Citing “problems in transiting crude across Belarus,” Russian President Vladimir Putin urged Cabinet colleagues to lean on oil companies to explore “the possibility of scaling down extraction of oil” and hinted at diverting oil transit routes away from Minsk.
The decision to cut back on oil production was also suggestive that Russia may not have as large a storage as initially believed especially since it would take years for Russia to implement any change to oil routes. Coming a day after Russia cut off pipeline deliveries of crude through Belarus to European Union nations, Western nations say that they have started to look at alternate sources than Russia to depend on oil. Given that this is the second year in a row that Moscow had fought with
transiting nations without guaranteeing supplies to European customers (last year Russia and Ukraine had differences around the same time on transit levies), Europe now considers Russia as an unreliable supplier of fuel.
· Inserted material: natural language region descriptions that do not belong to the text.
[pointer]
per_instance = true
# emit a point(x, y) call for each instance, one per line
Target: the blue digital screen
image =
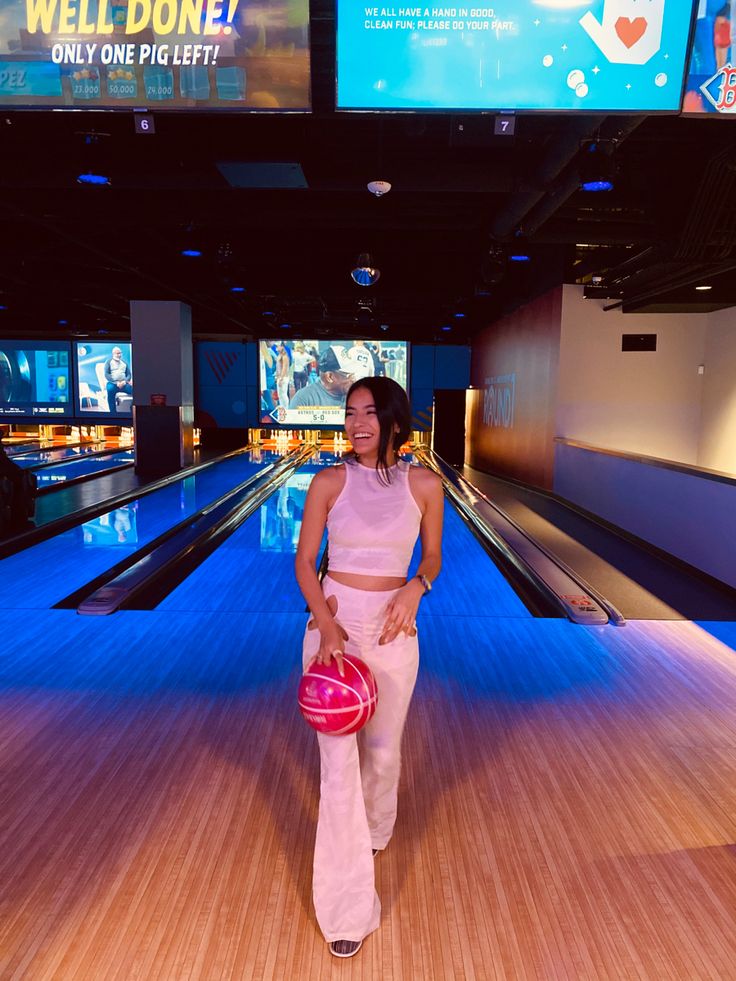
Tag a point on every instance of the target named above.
point(34, 380)
point(305, 382)
point(113, 529)
point(594, 55)
point(105, 379)
point(711, 80)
Ukraine, Germany, Poland, Hungary, the Czech Republic, and Slovakia have been affected by Putin’s decision to cut off supply to Belarus. The standoff with Belarus came up on Russian accusations that Minsk siphoned off 79,000 tons of Russian oil bound for Europe while continuing to demand ridiculously low rates for energy. Russia currently has a 4,400 kilometer pipeline to pump 1.2 million barrels a day to Eastern and Central Europe. Moscow is keep to stop Belarus to act as a middleman by buying energy at low cost from Russia using the duty-free bilateral agreement and selling them off at higher prices.
Late reports say that Russia has restarted pumping oil through Belarus.